Como ha estado ocurriendo en esa magna fecha en los últimos años, el 6 de Agosto ha servido para que se ponga de manifiesto una innecesaria división del país, no solo políticamente —en lo que lo que tenemos es una innegable polarización—, sino también en sectores raciales, porque así es como se plantea desde los sectores más radicales del partido en función de gobierno.
Para el ala dura del MAS, Bolivia está dividida en etnias o naciones originarias y estas, tras haber estado marginadas de la política nacional, ahora estarían al frente del Estado, precisamente de la mano de ese partido.

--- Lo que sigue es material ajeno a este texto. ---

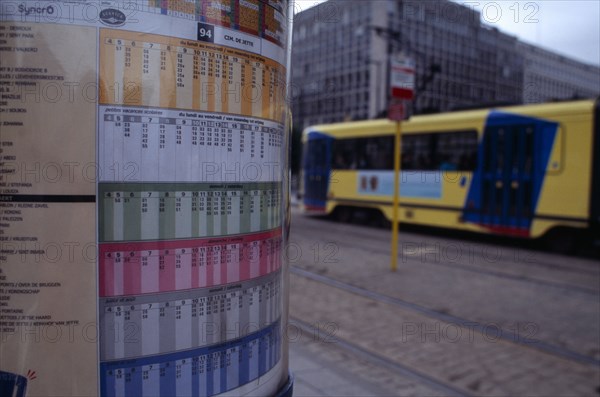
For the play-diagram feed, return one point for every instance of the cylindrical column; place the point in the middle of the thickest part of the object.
(143, 197)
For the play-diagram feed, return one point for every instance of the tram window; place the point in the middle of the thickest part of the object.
(447, 151)
(375, 153)
(344, 154)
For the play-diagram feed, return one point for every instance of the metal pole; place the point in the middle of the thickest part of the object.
(396, 204)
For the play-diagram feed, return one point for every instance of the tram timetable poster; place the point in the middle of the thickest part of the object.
(141, 193)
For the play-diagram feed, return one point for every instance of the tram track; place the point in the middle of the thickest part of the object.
(475, 256)
(538, 345)
(380, 360)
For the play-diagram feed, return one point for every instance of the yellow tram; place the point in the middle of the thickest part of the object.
(521, 171)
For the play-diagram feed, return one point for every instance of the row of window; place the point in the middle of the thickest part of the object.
(424, 152)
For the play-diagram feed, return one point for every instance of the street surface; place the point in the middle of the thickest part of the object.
(458, 317)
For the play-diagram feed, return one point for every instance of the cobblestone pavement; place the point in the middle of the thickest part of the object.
(502, 298)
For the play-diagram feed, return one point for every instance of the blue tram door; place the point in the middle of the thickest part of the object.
(512, 162)
(317, 170)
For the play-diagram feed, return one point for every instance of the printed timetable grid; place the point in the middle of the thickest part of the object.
(204, 371)
(167, 211)
(138, 69)
(166, 266)
(149, 325)
(140, 144)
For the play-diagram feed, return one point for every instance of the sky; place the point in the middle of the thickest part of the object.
(568, 27)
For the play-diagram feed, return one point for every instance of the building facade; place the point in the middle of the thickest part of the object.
(549, 76)
(341, 52)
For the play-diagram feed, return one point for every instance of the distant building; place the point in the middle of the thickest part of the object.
(341, 50)
(549, 76)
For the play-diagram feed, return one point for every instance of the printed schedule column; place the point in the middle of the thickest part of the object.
(189, 268)
(47, 177)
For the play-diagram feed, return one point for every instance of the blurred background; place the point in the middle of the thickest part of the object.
(464, 313)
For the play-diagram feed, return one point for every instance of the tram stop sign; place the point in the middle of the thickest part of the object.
(402, 78)
(396, 111)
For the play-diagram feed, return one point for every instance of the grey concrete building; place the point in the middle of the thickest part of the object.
(341, 51)
(549, 76)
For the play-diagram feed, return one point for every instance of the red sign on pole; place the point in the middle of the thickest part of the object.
(402, 78)
(396, 111)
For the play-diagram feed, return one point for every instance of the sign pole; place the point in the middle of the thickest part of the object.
(396, 205)
(402, 85)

Más que de razas o etnias, en Bolivia tendríamos que hablar de clases sociales. Así lo manda, en forma incuestionable, cualquier repaso de la actual demografía en Bolivia que tome en cuenta ambos parámetros. Los aimaras, quechuas y tupi-guaraníes podrán ser “indígenas” para antropólogos de ciertas “ONG” u “originarios”, así como para ultranativistas nostálgicos del Kollasuyo, pero para el sociólogo serio son otra cosa. ¿Qué? Pues, campesinos. Es la definición compatible con la ruralidad inherente no solo a su existencia, sino a sus medios de vida (agricultura primaria). Pertenecen a la clase asalariada u obrera los mestizos, aimaras y quechuas sujetos a relaciones obrero-patronales en la troncal La Paz-El Alto-Cochabamba-Santa Cruz. Son de clase media baja cuantos “indígenas” u “originarios” migraron del campo a la ciudad a recalar en la economía informal (artesanal, ferial, etc.) y convertirse, en cierto porcentaje, en “microempresarios” y, los más, en “trabajadores por cuenta propia”. Estos ex “indígenas” comparten tan abigarrado espacio con mestizos o “cholos”, así como con blancoides que también se dedican a lo mismo. En la clase media a secas encontramos también aimaras y quechuas de segunda y tercera generación repartidos en actividades profesionales y el empleo público o privado, junto a mestizos y blancoides. Por cierto que no brillan por su ausencia los rostros y apellidos de originarios e indígenas en los estratos superiores, aunque son criollos y mestizos quienes constituyen la mayoría que en este nivel se dedica a la industria, comercio y la actividad empresarial.
En síntesis, desde el punto de vista de la pertenencia racial, en los sectores de la estructura social del país tenemos de todo. Tanto que esta se asemeja más a puchero que a sopa única. Entre nosotros, igual que en cualquier país del mundo, el “status” social no se halla en la piel, los ojos o el pelo, sino en la billetera. Es decir, en lo que se tiene y en lo que se hace dentro de la colectividad.
Obviamente que en las zonas rurales, particularmente del altiplano y los valles, aún sigue vigente la coincidencia entre pertenencia étnica y pertenencia social, pero a decreciente escala, a causa de la imparable migración campo-ciudad. Algo no muy representativo, por cierto, demográficamente hablando, si se toma en cuenta que casi el 70 por ciento de la población boliviana, actualmente, vive ya en las ciudades. Es urbana. La citada coincidencia no invalida el calificativo de “campesino” para el habitante rural, que es el que realmente corresponde a quien los ultranativistas siguen clasificando de “indígena” u “originario”.
Esa es la realidad de Bolivia, lejos de interpretaciones sociológicas o de teorías políticas anacrónicas, y al país le caería muy bien que esos sectores radicales así lo entiendan a menos, claro está, que la división que han provocado sea, precisamente, lo que buscaban. Después de todo, hay que recordar entre esas teorías está la de “dividir para reinar” y la que señala que “en río revuelto hay ganancia de pescadores”.